In order to fix things, we have to either disable the tunnel on Sophos side and wait a couple of minutes (so all the SAD drops) before re-enabling it or find the bad SAD on pfSense side and delete it (while I'm not sure this really solves the issue Sophos-side).
The problem happened 5-6 times yesterday morning (between 8am and 1pm)…
But did not happen since 1pm yesterday (nearly 24 hours running ok).
I've found several threads with people with the same problem, the usual answer seems to be "not the same parameters on each side of the tunnel" (or some "the two sides are using different versions of IPsec daemons that don't go along well, mostly about DPD or "Prefer old IPsec SAs" - that I didn't find in 2.3).
https://forum.pfsense.org/index.php?topic=48259.0 (older pfSense version)
https://forum.pfsense.org/index.php?topic=32385.0 (older pfSense version)
https://forum.pfsense.org/index.php?topic=35889.0 (older pfSense version)
Both sides are "main" (not "aggressive"), it's a PSK authentication.
The Sophos side (static IP, in datacenter) acts as "respond only") and the pfSense side (branch office) is supposed to start the tunnel.
Here are the parameter on the Sophos side:
DH Group 2
Key Life 28800 seconds
Re-Key margin 360 seconds
Randomize Re-Keying Margin by 100%
Check Peer After Every 30 seconds
Wait for Response Upto 120 seconds
DH Group 2
Key life 3600 seconds
And on pfSense side:
DH Group 2
Lifetime 28800 seconds
Delay between requesting peer acknowledgement 10 seconds
DH Group 2
Lifetime 3600 seconds
Automatic ping host enabled to an IP on the other subnet
Do you have any hint on what I could try?

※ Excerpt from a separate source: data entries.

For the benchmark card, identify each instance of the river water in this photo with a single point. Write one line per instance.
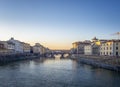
(56, 73)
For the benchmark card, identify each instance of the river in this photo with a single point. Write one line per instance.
(56, 73)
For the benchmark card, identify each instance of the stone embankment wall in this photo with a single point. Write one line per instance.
(107, 62)
(16, 57)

Tried to play with the "Make before Break" checkbox in advanced setttings?
Unfortunately, we're running IKEv1 (as Sophos only handle IKEv1).
This parameter seems to be IKEv2 related.

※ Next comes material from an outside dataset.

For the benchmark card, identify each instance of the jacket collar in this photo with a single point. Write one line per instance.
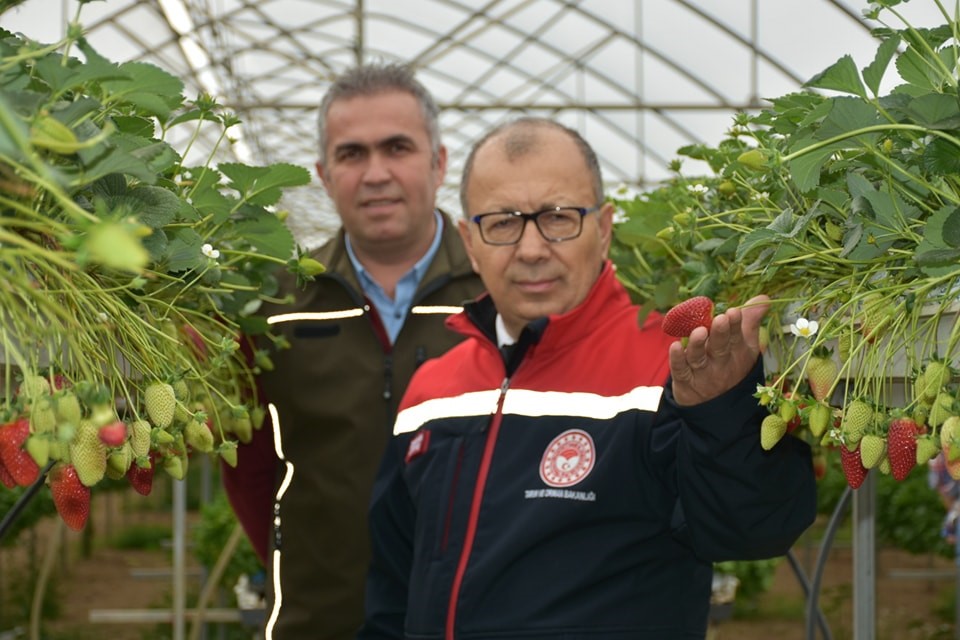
(555, 331)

Resolved - Sophos suxxx. ;D There's also the "Configure Unique IDs" to play with. Otherwise, post the logs and maybe someone can decipher some useful info from that mess (certainly not me, I'd have the guys who designed strongswan logging executed instantly).
In the remote branch there was another device (Sophos XG105) connected to the internet with a buggy 4G connection…
This device was setup with the same parameter (IPsec initiator) than the pfSense box and was, sometimes (no idea when/why), connecting the main XG appliance.
The message in the log (main XG appliance) is: "System received a P2 connexion request whose Localsubnet-Remotesubnet configuration conflicts with that of an already established connexion "XXXX-1". System is terminate connection "XXXX-1" to honor the incoming request."
That message leaded me to thing there was an issue on the pfSense box, trying to start several tunnels.
It was (obviously) not the case, it was another device...
Once that other device is shutdown, problem is solved.